We will make charts from the NYT article on What Is the Real Coronavirus Death Toll in Each State?

Initially the charts used to look like these - deaths above or below normal Since then they have corrected/changed them to the following -

Sources of the datasets used -

OR

Whats the purpose of this visualization?

Comparing recent totals of deaths from all causes can provide a more complete picture of the pandemic’s impact than tracking only deaths of people with confirmed diagnoses. Epidemiologists refer to fatalities in the gap between the observed and normal numbers of deaths as “excess deaths.”

Indeed, in nearly every state with an unusual number of deaths in recent weeks, that number is higher than the state’s reported number of deaths from Covid-19. On our charts, we have marked the number of official coronavirus deaths with red lines, so you can see how they match up with the total number of excess deaths.

Measuring excess deaths is crude because it does not capture all the details of how people died. But many epidemiologists believe it is the best way to measure the impact of the virus in real time. It shows how the virus is altering normal patterns of mortality where it strikes and undermines arguments that it is merely killing vulnerable people who would have died anyway.

Public health researchers use such methods to measure the impact of catastrophic events when official measures of mortality are flawed.
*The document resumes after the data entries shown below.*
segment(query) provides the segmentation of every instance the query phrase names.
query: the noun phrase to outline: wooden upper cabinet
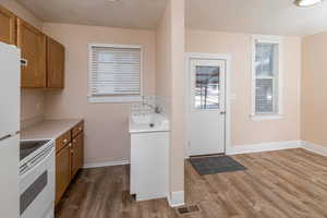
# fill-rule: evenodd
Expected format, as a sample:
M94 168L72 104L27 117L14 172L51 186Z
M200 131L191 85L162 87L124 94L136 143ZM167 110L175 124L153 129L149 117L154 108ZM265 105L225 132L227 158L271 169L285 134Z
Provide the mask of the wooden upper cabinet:
M63 88L64 85L64 47L47 37L47 87Z
M22 59L26 60L22 65L22 87L47 87L46 35L17 19L17 46L22 50Z
M16 16L0 5L0 41L16 44Z

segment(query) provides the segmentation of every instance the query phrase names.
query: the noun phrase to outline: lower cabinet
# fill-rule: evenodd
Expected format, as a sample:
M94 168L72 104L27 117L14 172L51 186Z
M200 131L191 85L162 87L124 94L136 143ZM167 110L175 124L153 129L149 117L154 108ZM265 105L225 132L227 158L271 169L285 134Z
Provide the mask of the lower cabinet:
M71 144L56 155L56 204L71 182Z
M60 202L71 181L83 167L83 122L78 123L56 141L56 205Z
M74 178L77 171L83 167L84 146L83 134L80 133L72 144L72 177Z

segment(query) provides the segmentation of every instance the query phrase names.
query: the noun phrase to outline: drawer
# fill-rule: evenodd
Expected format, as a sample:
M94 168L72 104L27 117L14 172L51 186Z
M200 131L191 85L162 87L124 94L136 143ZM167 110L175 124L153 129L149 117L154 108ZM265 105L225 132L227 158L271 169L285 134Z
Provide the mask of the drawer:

Measuring excess deaths does not tell us precisely how each person died. It is likely that most of the excess deaths in this period are because of the coronavirus itself, given the dangerousness of the virus and the well-documented problems with testing. But it is also possible that deaths from other causes have risen too, as hospitals have become stressed and people have been scared to seek care for ailments that are typically survivable. Some causes of death may be declining, as people stay inside more, drive less and limit their contact with others.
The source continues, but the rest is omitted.